Prosecutor Michelle Alcon said during the motion for appropriate relief and subsequent plea hearings that the new plea agreements closer fit the actual crimes committed by each defendant.
Alcon said that Blitzer withheld discovery from both defendants in a case he falsely construed as a sex ring, improperly treating five defendants – Teresa Vanover, Thomas Woodall, Donnie Carter, Everette Farris and Mickey Dale Snow – as co-defendants.
Alcon, who joined the office after Blitzer's resignation, said in open court earlier this year that there has never been proof that the defendants in the case were co-conspirators and that every defendant in the case was charged for different circumstances.
Alcon told Judge Morgan earlier this summer that Blitzer continued to label the daughters as mentally disabled and ratcheted up the severity of charges, despite being told from the beginning by Department of Social Services, detectives and Vanover that the daughters had no such disability.
According to previous court testimony from Alcon, Blitzer, who served as lead prosecutor for all five defendants prior to his resignation, had received tests confirming the victim’s competency as early as late 2015.
On Monday, Alcon stated that Blitzer, who was found guilty earlier this year of failure to discharge the duties of his office in a separate office pay scheme, used facts that were not true as a bullying tactic to get Woodall and Vanover to plead guilty to their original counts.

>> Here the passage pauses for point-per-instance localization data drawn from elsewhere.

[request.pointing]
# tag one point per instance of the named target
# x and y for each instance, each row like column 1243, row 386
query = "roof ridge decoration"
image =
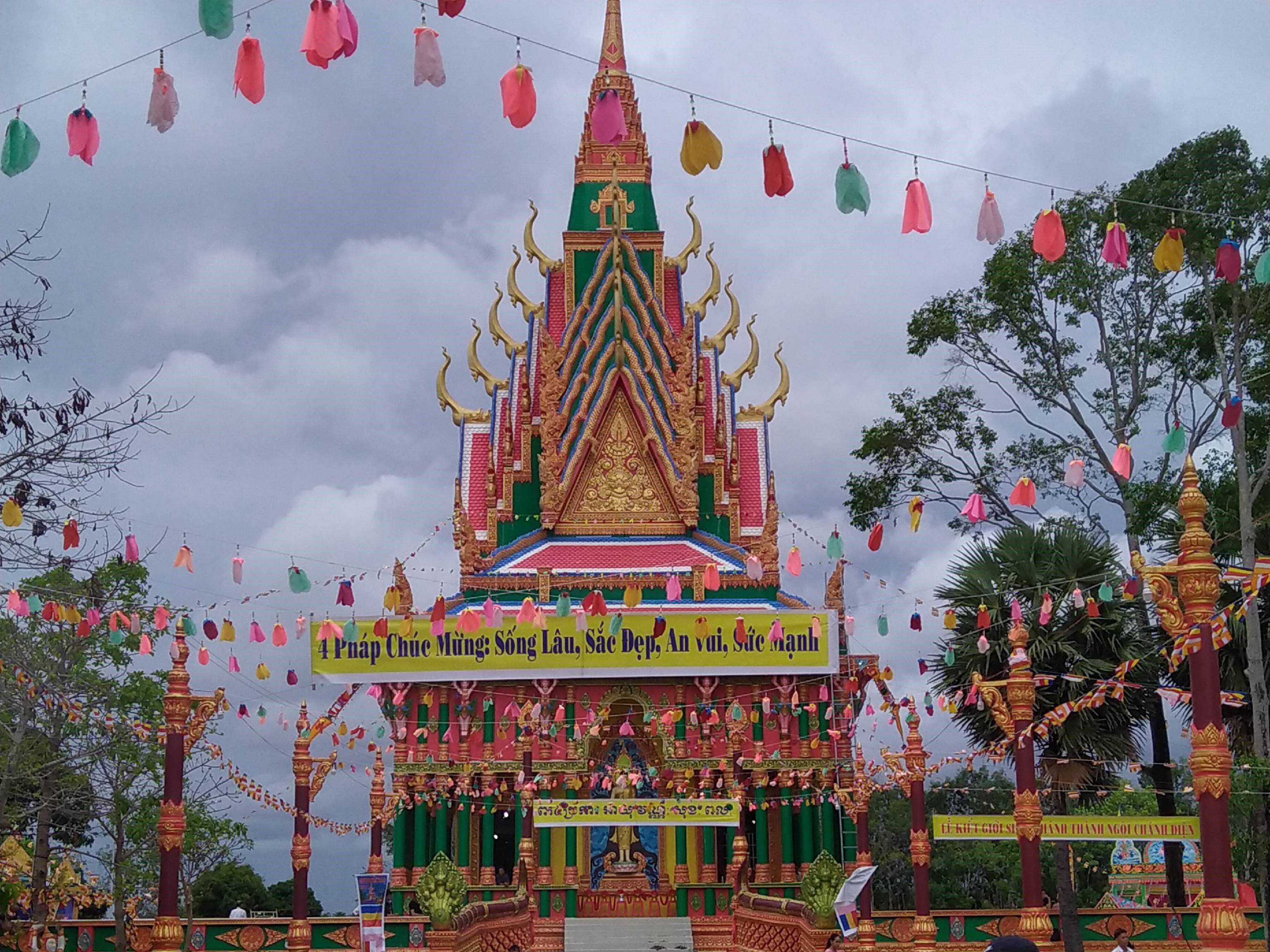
column 458, row 413
column 478, row 370
column 511, row 346
column 766, row 410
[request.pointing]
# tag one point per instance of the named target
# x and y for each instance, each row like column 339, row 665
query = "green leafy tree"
column 43, row 769
column 1027, row 563
column 1052, row 361
column 280, row 899
column 228, row 885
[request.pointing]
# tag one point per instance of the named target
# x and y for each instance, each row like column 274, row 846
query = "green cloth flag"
column 216, row 18
column 1177, row 440
column 1262, row 274
column 852, row 191
column 21, row 148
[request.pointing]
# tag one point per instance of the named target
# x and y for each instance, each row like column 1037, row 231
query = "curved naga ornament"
column 320, row 770
column 750, row 365
column 696, row 310
column 458, row 413
column 478, row 370
column 513, row 291
column 692, row 249
column 531, row 248
column 511, row 346
column 768, row 409
column 728, row 331
column 996, row 702
column 201, row 715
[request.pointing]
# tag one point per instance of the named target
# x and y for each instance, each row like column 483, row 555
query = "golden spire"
column 698, row 309
column 458, row 413
column 531, row 248
column 613, row 51
column 513, row 291
column 496, row 331
column 750, row 365
column 768, row 409
column 479, row 374
column 728, row 331
column 694, row 248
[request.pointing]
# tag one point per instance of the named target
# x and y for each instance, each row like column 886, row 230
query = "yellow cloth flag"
column 1170, row 253
column 702, row 148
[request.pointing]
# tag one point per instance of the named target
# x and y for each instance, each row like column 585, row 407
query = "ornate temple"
column 615, row 486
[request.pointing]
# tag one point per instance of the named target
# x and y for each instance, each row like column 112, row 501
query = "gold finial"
column 513, row 291
column 694, row 248
column 458, row 413
column 496, row 329
column 531, row 248
column 698, row 309
column 613, row 50
column 479, row 374
column 728, row 331
column 768, row 409
column 750, row 365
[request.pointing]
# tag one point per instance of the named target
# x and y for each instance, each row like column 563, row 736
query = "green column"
column 487, row 840
column 441, row 835
column 464, row 847
column 681, row 857
column 421, row 834
column 761, row 854
column 831, row 834
column 849, row 837
column 806, row 831
column 787, row 833
column 571, row 847
column 399, row 856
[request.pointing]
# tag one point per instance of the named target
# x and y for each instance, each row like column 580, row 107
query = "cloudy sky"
column 295, row 267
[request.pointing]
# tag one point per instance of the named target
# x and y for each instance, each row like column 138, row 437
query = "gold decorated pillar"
column 181, row 733
column 1034, row 923
column 1222, row 924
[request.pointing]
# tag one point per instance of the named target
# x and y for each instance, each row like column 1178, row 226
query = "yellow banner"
column 521, row 652
column 637, row 813
column 1074, row 828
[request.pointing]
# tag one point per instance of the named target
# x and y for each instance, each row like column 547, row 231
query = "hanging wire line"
column 643, row 78
column 146, row 55
column 819, row 130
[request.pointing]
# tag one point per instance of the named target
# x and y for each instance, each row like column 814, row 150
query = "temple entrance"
column 505, row 847
column 624, row 859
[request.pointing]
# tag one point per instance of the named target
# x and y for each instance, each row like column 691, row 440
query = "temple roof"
column 616, row 554
column 613, row 446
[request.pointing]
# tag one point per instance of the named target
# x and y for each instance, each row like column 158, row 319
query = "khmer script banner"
column 637, row 813
column 1074, row 828
column 690, row 645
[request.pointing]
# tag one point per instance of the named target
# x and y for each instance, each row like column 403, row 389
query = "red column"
column 1221, row 917
column 377, row 800
column 1022, row 693
column 299, row 931
column 168, row 933
column 919, row 838
column 863, row 790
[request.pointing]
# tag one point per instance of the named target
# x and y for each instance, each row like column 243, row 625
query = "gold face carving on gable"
column 620, row 488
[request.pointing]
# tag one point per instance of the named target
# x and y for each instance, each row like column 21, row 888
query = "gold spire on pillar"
column 613, row 51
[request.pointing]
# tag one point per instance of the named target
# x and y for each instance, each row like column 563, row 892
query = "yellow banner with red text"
column 690, row 645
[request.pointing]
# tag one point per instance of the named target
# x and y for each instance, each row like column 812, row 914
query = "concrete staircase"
column 620, row 935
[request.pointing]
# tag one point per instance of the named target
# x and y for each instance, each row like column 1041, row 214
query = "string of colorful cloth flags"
column 332, row 32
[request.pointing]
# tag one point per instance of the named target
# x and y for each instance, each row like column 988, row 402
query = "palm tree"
column 1027, row 563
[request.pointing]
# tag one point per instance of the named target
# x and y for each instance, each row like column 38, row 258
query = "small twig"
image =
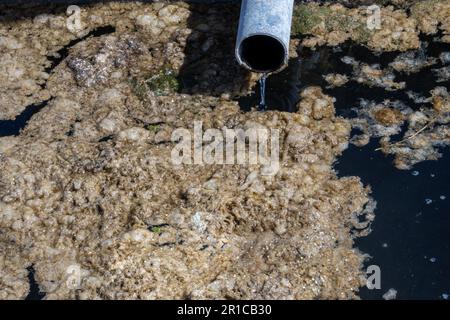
column 411, row 136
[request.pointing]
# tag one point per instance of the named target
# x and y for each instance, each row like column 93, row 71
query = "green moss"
column 306, row 17
column 139, row 89
column 164, row 83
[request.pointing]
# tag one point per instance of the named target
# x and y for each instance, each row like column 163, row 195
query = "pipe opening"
column 262, row 53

She added that if Vanover and Woodall were given full discovery by Blitzer, attorneys Jason Ross and Doug Panosh, who previously represented Vanover and Woodall, would have never allowed their clients to accept their original plea deals.
Vanover originally pleaded guilty in May 2016 to 48 charges relating to the prostitution of her two teenage daughters, who at that point Blitzer was still presenting as mentally disabled.
She was sentenced to a minimum of 26.5 years in prison.
Woodall also pleaded guilty in May 2016 to statutory rape or sex offense with someone over 6 years old and abetting prostitution, according to previous news accounts. He was sentenced to a minimum of 16 years and 2 months in prison.
Alcon said that she hopes the victims in the case and Department of Social Services can now move on from the fiasco caused by Blitzer.
In July, 78-year-old Mickey Dale Snow pleaded guilty to one count of aid and abet a prostitute who is a minor.
He was given a split sentence, with 31 days credit for time served, with the remainder of the 19-to-32 month sentence suspended in favor of three years of supervised probation.
Farris and Carter were released from prison earlier this summer, after accepting plea deals following vacated sentences after motions were granted for appropriate relief.